Integrating Theory into Practice: Utilizing the IMB Model

While there are a number of very good theoretical models that can be used in the development of sexual health education curriculum and programming, the Guidelines are based on the IMB model because there is significant empirical evidence which demonstrates the model’s effectiveness.

Evidence of the IMB model’s effectiveness in the area of sexual risk reduction has been demonstrated in a number of diverse populations including young adult men, Reference Number 4545 low income women Reference Number 4646, Reference Number 4747 and minority youth in high school settings. Reference Number 4848 Furthermore, a meta-analysis strongly supports the need to include elements of information, motivation and behavioural skills in interventions that target sexual risk behavioural change. Reference Number 4949

Figure 2. The IMB Model

Figure 2. The IMB Model
Text Equivalent - Figure 2

This image shows the relationships between the four elements of the Information Motivation Behavioural Skills (IMB) Model. On the far left of the image are two elements: sexual and reproductive health information and sexual and reproductive health motivation. These two elements influence each other and ultimately, influence sexual and reproductive health behaviour, shown on the far right of the figure. These two elements also both influence the development of sexual and reproductive health behaviour skills, shown immediately to the right of them in the figure. Sexual and reproductive health behaviour skills in turn directly impact sexual and reproductive health behaviours.

Note: Adapted from Fisher, W.A., & Fisher, J.D. (1998). Understanding and promoting sexual and reproductive health behavior: theory and method. Annual Review of Sex Research, 9,39-76.

The fundamental elements of sexual health education proposed by the Guidelines can be readily incorporated into an IMB model.

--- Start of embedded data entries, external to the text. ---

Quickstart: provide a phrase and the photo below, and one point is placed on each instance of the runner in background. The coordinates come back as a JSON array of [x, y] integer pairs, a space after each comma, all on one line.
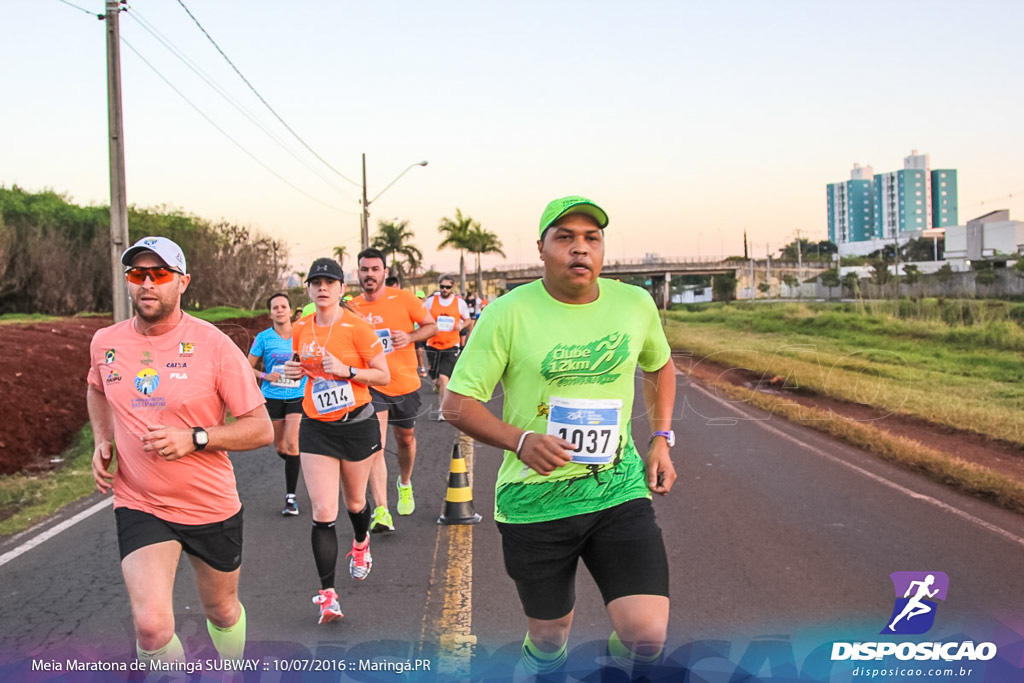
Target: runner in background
[[399, 319], [341, 356], [270, 350], [451, 313]]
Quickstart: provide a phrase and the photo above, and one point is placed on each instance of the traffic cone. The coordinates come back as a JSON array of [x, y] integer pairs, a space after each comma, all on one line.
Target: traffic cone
[[459, 499]]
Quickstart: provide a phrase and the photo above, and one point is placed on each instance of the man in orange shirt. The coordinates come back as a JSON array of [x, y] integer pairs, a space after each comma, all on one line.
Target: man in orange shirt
[[452, 314], [394, 314], [160, 386]]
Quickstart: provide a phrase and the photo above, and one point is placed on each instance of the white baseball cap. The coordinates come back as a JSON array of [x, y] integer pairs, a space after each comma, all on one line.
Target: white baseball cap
[[167, 250]]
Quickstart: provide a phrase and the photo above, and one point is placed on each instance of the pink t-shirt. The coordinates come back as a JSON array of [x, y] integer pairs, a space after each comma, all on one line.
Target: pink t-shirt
[[187, 377]]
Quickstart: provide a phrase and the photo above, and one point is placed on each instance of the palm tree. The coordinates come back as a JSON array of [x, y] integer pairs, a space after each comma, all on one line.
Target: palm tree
[[392, 239], [457, 232], [480, 241]]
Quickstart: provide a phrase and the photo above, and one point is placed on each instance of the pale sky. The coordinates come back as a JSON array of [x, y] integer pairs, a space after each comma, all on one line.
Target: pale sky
[[687, 121]]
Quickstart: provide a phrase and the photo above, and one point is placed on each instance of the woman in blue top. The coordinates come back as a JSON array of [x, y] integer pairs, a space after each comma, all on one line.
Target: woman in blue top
[[284, 396]]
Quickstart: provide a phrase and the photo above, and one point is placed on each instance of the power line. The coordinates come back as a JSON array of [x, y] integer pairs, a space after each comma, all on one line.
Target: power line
[[224, 133], [265, 103], [90, 13], [177, 52]]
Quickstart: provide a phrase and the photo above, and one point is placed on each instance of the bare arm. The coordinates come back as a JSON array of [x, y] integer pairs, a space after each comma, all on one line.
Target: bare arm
[[427, 329], [541, 453], [248, 431], [101, 419], [659, 397]]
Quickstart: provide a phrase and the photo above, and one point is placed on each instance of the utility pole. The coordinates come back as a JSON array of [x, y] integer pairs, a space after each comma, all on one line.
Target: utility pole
[[365, 232], [119, 202]]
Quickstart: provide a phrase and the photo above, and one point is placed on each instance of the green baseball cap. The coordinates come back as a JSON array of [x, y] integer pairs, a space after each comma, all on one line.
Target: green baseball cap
[[572, 204]]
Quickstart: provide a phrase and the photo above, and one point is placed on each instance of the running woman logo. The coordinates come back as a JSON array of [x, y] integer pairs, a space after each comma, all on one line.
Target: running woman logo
[[913, 611], [586, 364]]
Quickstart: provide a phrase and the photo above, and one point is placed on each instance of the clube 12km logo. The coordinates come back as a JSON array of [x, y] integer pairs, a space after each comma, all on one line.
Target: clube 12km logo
[[914, 608]]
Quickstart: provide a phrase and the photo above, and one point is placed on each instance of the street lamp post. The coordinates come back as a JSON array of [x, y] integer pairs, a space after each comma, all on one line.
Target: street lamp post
[[365, 227]]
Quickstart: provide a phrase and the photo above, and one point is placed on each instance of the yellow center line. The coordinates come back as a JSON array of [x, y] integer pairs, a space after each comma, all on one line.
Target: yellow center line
[[448, 614]]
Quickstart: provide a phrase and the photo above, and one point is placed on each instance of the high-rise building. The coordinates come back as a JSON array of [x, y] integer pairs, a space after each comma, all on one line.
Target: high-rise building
[[851, 214], [869, 209]]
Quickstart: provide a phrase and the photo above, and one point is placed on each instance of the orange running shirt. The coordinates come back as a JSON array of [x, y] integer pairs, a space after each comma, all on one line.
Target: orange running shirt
[[446, 315], [352, 341], [189, 377], [395, 310]]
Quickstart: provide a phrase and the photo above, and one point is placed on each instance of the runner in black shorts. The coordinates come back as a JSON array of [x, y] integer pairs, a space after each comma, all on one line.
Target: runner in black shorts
[[572, 484], [341, 356]]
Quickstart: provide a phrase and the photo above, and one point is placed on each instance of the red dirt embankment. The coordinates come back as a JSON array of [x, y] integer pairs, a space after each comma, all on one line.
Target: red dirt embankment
[[42, 385]]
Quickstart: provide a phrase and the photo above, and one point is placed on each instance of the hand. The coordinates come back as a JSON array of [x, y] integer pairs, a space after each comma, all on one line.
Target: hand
[[399, 339], [168, 442], [101, 458], [658, 468], [544, 454], [293, 370]]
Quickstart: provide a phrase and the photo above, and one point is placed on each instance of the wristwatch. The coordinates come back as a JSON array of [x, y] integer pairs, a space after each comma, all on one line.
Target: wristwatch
[[670, 437], [201, 437]]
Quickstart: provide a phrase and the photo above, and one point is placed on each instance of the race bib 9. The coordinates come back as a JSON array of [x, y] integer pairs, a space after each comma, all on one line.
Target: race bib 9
[[386, 341]]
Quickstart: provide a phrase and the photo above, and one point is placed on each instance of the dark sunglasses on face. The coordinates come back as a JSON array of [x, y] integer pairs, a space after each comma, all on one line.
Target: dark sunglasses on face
[[159, 275]]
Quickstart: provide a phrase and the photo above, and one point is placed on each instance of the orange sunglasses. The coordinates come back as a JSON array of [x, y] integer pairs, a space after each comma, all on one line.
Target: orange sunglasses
[[159, 275]]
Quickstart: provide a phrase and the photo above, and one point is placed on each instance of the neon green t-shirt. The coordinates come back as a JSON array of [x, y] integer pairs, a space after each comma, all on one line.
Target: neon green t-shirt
[[567, 370]]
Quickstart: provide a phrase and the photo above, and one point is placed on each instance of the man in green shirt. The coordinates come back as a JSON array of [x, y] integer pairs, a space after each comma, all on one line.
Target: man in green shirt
[[572, 483]]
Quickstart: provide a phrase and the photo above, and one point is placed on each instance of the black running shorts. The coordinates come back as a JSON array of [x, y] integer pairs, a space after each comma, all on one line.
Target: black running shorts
[[279, 408], [343, 439], [219, 544], [401, 411], [622, 548]]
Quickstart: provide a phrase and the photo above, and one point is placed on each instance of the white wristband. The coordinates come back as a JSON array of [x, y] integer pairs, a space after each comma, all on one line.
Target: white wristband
[[522, 439]]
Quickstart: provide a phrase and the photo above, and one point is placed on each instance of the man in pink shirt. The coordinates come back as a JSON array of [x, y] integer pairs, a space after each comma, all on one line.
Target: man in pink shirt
[[160, 387]]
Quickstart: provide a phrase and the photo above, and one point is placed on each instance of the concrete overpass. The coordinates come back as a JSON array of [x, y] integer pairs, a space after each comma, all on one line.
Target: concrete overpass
[[750, 274]]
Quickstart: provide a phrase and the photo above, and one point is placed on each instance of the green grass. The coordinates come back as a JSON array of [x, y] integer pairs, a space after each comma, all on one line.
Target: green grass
[[26, 318], [900, 356], [28, 499]]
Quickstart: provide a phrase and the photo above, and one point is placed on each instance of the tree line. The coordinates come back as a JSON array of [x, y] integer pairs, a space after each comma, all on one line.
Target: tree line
[[55, 255]]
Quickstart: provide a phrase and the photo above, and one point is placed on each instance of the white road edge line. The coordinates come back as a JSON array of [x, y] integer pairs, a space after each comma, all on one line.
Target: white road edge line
[[50, 532], [870, 475]]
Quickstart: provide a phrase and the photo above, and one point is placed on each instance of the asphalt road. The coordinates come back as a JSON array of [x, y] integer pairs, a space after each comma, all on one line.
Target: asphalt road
[[780, 543]]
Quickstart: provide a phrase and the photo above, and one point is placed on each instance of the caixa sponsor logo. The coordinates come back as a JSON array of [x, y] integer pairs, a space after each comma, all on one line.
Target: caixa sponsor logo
[[952, 651]]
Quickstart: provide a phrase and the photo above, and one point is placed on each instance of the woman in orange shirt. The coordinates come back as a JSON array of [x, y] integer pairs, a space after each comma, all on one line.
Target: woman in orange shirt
[[342, 356]]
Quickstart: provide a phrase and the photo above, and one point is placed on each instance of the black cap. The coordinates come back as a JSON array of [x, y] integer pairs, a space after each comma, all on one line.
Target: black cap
[[326, 267]]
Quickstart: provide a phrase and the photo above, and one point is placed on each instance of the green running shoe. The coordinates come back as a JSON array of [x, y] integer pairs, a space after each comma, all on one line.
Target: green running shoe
[[406, 502]]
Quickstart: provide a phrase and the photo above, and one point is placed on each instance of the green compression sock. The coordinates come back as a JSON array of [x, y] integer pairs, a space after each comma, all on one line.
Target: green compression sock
[[539, 662], [230, 641]]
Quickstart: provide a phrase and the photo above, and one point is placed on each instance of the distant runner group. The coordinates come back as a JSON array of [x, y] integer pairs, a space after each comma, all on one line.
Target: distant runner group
[[572, 485]]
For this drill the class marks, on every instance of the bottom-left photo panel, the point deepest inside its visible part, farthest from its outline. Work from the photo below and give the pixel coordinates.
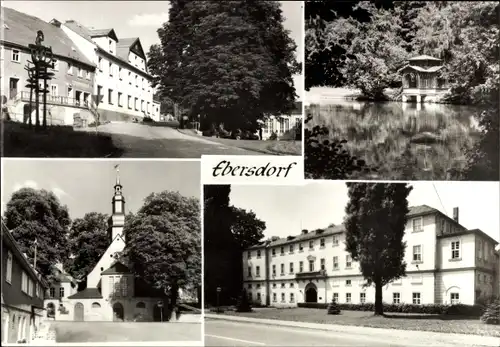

Using the IMB model, sexual health education programs are based on the three essential elements:

  • Information – helps individuals to become better informed and to understand information that is relevant to their sexual health promotion needs and is easily translated into action;
  • Motivation – motivates individuals to use their knowledge and understanding to avoid negative risk behaviours and maintain consistent, healthy practices and confidences; and
  • Behavioural skills – assists individuals to acquire the relevant behavioural skills that will contribute to the reduction of negative outcomes and, in turn, enhance sexual health.

The IMB model can help individuals to reduce risk behaviours, prevent negative sexual health outcomes and guide individuals in enhancing sexual health. Programs based on the three elements of model provide theory-based learning experiences that can be readily translated into behaviours pertinent to sexual and reproductive health.

Elements of the IMB Model

INFORMATION – For sexual health education programs to be effective, they need to provide evidence-based information that is relevant and easy to translate into behaviours that can help individuals to enhance sexual health and avoid negative sexual health outcomes.

Information included in sexual health education programs should be:

  • Directly linked to the desired behavioural outcome and will result in the enhancement of sexual health and/or the avoidence of negative sexual health outcomes.

    Example: Acquiring information about how a specific form of birth control works, including how it is used effectively, how it may be paid for, how it may be discussed with a health care provider and with a partner, and information that is relevant to actual use of the method of contraception is essential for programs targeting pregnancy prevention. Acquiring such information may be directly linked to reducing cases of unintended pregnancies.

  • Easy to translate into the desired behaviour.

    Example: Creating a directory of all local, easily accessible sexual and reproductive health centres may translate into a desired positive behaviour when it results in individuals identifying accessible, appropriate, user-friendly sexual health care resources and visiting such a health centre or clinic more frequently.

  • Practical, adaptable, culturally competent and socially inclusive.

    Example: Programs targeting groups with diverse backgrounds must provide information that is clear, practical and situated within the social context and environment experienced by the target population. For example, a safer sex promotion program might identify risky behaviour–rather than membership in a sexual or ethnic minority–as the basis for the practice of prevention.

  • Age, gender and developmentally appropriate.

    Programs should be tailored to meet the mental, physical and emotional needs of people at different ages and stages of their lives.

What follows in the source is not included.